Keywords

1 Introduction

What are the factors that influence the difficulty of PISA mathematics survey items? The publication of data from the PISA 2003 survey (OECD, 2004), when mathematics was the major survey domain, has enabled a deep study of cognitive factors that influence the difficulty of mathematics items. The framework on which that survey was based (OECD, 2003) outlines a set of mathematical competencies originally described in the work of Mogens Niss and his Danish colleagues (see Niss, 2003; Niss & Hoejgaard, 2011). Such an understanding of item difficulty has the potential to guide the construction of new items to better assess the full range of the PISA mathematics scale, as well as to enhance the reporting of student performance associated with PISA assessments.

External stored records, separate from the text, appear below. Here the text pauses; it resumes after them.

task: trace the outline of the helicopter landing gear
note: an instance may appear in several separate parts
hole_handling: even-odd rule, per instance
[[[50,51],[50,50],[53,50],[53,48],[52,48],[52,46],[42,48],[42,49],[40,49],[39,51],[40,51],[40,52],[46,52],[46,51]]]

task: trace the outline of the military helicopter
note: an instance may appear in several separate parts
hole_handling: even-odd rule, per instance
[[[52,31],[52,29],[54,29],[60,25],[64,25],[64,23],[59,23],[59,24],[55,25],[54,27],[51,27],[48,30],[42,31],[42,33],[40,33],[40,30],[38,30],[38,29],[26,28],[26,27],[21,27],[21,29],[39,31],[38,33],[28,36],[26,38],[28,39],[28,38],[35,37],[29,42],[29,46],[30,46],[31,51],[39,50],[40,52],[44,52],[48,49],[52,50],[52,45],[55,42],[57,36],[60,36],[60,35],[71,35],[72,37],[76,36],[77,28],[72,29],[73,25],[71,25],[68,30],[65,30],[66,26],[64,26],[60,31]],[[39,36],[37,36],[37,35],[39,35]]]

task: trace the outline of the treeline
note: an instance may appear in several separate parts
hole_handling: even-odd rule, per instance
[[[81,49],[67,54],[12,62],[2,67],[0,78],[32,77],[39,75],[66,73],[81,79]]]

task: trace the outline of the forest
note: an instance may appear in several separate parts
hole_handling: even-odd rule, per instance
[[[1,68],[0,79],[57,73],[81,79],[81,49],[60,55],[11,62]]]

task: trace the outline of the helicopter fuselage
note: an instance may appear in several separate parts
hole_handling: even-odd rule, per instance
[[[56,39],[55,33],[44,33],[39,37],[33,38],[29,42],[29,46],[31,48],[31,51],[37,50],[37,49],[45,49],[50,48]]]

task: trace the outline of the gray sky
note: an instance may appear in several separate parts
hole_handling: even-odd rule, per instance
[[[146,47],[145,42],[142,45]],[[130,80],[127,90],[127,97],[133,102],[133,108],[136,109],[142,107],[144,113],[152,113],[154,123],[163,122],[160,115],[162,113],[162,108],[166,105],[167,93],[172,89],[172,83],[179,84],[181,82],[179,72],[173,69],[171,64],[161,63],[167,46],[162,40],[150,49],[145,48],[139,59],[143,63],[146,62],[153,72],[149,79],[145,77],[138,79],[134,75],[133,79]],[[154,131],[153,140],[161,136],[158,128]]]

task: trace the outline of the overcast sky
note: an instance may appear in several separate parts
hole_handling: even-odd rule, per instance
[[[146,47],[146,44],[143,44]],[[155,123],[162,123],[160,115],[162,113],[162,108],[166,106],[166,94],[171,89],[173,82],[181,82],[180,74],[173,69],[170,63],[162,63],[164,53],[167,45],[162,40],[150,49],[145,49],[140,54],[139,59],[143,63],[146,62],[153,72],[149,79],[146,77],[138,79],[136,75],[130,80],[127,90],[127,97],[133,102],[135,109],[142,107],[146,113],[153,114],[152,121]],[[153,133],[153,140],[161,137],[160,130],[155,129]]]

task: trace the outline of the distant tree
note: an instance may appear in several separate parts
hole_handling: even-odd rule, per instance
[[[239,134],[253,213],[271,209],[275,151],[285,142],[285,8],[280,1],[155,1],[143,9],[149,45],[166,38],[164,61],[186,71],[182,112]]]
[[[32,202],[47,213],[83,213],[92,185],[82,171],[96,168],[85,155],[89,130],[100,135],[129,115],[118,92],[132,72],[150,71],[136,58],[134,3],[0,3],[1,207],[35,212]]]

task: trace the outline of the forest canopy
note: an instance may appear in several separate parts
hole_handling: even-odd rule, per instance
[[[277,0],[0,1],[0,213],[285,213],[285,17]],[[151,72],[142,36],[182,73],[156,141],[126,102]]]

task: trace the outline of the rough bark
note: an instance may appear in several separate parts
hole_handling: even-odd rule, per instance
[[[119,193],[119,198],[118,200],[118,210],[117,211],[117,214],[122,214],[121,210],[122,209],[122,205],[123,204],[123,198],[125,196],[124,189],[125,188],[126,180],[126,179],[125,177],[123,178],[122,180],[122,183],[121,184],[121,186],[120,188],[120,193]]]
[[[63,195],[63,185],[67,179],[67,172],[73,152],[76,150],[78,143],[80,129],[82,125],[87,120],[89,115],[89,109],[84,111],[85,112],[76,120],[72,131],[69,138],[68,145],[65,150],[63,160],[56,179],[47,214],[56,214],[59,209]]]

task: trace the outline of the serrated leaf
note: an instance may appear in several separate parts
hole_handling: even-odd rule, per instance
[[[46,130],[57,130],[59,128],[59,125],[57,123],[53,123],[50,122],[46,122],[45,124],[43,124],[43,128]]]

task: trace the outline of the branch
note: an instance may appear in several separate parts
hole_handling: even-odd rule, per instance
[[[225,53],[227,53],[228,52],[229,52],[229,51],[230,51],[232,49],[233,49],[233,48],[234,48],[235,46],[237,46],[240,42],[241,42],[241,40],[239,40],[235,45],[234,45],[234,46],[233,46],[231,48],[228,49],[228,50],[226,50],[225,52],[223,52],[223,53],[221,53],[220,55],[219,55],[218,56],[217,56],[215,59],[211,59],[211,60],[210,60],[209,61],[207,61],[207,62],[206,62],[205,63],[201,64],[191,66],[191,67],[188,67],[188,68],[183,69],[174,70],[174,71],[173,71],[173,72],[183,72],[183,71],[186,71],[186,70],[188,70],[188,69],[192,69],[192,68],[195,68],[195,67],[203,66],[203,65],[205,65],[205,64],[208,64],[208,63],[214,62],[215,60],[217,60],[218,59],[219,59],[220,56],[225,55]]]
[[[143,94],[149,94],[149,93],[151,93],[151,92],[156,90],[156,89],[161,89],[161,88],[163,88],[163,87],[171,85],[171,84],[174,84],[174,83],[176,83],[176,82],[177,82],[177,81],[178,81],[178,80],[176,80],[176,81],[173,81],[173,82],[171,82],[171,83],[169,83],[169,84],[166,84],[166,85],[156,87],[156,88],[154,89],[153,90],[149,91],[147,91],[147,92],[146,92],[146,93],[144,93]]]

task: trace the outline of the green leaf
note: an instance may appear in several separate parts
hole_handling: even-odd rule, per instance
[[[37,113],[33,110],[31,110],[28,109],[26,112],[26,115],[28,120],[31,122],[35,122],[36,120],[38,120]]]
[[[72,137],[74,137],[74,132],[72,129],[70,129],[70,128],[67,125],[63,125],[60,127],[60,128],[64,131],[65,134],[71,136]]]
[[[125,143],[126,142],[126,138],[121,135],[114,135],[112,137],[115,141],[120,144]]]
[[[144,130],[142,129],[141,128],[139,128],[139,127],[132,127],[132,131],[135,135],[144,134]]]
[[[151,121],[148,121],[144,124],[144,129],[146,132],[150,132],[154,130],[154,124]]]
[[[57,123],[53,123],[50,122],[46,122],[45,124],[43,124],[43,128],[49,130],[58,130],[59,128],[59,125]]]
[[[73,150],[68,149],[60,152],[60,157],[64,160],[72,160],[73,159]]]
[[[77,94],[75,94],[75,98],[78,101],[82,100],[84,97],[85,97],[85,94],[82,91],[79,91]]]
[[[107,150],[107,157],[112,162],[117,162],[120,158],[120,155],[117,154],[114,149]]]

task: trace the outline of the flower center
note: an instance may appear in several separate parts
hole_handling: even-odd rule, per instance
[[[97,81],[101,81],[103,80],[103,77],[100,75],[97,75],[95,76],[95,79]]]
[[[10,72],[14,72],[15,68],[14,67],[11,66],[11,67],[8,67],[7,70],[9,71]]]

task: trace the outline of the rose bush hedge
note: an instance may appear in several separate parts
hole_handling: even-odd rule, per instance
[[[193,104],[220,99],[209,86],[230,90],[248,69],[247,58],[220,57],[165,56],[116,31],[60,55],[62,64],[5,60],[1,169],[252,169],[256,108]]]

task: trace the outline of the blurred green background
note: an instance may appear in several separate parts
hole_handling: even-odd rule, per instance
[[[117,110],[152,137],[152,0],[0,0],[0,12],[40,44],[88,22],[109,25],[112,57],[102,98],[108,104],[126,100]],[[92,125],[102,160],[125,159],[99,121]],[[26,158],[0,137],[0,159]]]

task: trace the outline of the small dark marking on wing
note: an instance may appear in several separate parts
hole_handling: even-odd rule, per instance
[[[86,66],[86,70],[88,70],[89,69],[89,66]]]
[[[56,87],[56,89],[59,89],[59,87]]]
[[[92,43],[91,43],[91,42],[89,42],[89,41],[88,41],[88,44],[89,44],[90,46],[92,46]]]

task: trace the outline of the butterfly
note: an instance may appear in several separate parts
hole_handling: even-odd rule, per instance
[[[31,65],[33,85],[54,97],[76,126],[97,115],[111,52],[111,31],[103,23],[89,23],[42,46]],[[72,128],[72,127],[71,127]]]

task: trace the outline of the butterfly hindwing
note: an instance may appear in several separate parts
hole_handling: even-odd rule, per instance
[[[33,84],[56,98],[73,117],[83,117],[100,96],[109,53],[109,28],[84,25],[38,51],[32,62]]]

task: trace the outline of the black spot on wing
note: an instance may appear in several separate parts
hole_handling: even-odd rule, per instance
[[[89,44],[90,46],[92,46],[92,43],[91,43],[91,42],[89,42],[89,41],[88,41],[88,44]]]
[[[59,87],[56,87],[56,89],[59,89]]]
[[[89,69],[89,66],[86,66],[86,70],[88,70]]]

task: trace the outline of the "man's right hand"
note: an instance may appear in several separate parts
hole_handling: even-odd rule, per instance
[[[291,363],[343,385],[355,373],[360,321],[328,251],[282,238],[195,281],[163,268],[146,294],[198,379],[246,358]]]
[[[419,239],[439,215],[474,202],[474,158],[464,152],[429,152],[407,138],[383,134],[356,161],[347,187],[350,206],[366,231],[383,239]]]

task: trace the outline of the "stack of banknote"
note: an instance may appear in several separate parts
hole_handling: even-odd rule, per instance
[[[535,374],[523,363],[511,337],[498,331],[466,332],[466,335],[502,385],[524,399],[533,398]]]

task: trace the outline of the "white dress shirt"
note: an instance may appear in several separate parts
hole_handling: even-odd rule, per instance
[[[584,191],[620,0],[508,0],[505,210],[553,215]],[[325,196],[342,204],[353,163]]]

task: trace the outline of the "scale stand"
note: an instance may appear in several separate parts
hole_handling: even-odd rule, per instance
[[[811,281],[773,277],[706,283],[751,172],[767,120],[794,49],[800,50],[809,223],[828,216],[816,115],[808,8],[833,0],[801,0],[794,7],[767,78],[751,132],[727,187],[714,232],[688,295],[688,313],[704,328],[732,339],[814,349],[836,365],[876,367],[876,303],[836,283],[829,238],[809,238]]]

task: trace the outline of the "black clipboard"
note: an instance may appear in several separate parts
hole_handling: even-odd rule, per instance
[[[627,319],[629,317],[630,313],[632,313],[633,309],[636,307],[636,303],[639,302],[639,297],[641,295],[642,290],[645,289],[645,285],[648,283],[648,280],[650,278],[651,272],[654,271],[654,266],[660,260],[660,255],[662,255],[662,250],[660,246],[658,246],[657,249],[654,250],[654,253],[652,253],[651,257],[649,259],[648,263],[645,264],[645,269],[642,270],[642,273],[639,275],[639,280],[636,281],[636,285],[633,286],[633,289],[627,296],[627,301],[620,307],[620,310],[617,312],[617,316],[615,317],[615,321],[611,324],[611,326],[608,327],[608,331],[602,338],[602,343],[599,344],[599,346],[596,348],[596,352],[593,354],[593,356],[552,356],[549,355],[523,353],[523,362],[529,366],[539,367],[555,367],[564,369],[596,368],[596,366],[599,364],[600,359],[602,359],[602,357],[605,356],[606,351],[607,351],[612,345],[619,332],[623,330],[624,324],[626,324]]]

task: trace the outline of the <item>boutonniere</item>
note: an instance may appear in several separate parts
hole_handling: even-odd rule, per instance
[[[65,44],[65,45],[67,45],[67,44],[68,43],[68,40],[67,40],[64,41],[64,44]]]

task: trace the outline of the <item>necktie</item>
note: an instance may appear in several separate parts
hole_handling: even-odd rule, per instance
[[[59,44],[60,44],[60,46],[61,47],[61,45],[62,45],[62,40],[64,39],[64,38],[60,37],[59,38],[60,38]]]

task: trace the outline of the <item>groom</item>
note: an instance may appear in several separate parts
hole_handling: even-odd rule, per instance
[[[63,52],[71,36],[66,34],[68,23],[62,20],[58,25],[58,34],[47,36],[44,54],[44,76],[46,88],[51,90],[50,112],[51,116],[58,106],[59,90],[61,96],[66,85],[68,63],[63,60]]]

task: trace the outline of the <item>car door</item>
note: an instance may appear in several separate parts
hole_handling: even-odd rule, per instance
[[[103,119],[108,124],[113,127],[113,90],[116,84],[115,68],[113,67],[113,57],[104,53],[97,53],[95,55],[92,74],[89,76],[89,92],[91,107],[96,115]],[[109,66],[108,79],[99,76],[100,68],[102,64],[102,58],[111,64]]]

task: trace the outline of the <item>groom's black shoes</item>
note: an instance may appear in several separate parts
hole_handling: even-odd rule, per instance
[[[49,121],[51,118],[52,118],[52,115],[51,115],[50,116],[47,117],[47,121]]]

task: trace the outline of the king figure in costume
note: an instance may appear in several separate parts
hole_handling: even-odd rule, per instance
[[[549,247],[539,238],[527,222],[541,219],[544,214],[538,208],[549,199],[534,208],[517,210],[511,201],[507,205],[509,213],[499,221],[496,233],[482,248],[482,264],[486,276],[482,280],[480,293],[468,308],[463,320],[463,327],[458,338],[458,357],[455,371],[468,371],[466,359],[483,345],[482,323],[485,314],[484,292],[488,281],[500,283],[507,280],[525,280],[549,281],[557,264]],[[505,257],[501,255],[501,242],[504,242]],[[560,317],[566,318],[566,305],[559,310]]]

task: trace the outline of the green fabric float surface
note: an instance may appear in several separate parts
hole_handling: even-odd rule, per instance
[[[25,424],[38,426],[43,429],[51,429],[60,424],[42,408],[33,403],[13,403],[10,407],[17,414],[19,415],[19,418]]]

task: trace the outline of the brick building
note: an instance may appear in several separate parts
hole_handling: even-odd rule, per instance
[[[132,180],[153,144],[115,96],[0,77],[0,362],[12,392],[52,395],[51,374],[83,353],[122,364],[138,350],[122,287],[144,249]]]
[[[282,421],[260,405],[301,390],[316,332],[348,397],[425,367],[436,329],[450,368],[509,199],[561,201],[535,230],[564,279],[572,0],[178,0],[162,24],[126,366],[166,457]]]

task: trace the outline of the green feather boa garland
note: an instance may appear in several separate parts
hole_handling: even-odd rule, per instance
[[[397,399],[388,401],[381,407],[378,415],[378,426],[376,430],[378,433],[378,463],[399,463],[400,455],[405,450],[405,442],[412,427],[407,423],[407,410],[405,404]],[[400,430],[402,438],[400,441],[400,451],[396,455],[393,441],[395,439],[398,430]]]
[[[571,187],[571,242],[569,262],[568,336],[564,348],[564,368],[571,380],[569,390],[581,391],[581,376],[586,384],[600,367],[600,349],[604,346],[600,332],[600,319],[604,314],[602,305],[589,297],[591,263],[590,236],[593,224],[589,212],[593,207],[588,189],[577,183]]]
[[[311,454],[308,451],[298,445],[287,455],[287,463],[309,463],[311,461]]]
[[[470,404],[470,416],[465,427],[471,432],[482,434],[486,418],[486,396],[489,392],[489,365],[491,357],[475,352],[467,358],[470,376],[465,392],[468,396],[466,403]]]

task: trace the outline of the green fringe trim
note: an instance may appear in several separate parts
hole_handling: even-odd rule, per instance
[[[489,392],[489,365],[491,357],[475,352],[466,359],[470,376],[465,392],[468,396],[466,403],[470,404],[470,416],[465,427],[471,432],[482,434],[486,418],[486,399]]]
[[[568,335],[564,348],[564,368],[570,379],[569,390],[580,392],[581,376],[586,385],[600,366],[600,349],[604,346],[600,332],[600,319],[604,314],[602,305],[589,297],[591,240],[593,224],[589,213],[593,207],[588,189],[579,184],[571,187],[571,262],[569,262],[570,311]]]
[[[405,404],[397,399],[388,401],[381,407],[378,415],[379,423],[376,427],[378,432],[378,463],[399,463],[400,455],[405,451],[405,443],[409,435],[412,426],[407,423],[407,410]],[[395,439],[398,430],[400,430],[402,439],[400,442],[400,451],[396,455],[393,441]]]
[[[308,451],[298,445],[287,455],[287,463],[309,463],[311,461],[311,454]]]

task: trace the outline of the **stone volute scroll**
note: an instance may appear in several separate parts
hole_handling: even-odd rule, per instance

To the extent that these “Niss competencies” have resonance in various national curricula (e.g. in Denmark; see the official guidelines from the Ministry of Education: www.ug.dk/uddannelser/professionsbacheloruddannelse/enkeltfag), have been used to evaluate curriculum outcomes and even have acted as drivers of curriculum and assessment reform (e.g. in Germany; see Blum, Drueke-Noe, Hartung, & Köller, 2006, and in Catalonia, Spain; see Planas, 2010), an understanding of their influence on the difficulty of mathematics items will have far wider relevance than just within the PISA context, and will contribute more generally to an important area of knowledge in mathematics education.

The authors led an investigation that has extended over several years, beginning in October 2003. They built on earlier work aiming at understanding student achievement in mathematics developed by de Lange (1987), Niss (1999), and Neubrand et al. (2001). The investigation has focused on six mathematical competencies which are a re-configuration of the set of competencies which have been at the heart of the Mathematics Framework for PISA from the beginning (see OECD, 2003, 2006). These competencies describe the essential activities when solving mathematical problems and are regarded as necessary prerequisites for students to successfully engage in “making sense” of situations where mathematics might add to understanding and solutions. These six competencies were:

  • Reasoning and argumentation

  • Communication

  • Modelling

  • Representation

  • Solving problems mathematically (referred to as Problem solving)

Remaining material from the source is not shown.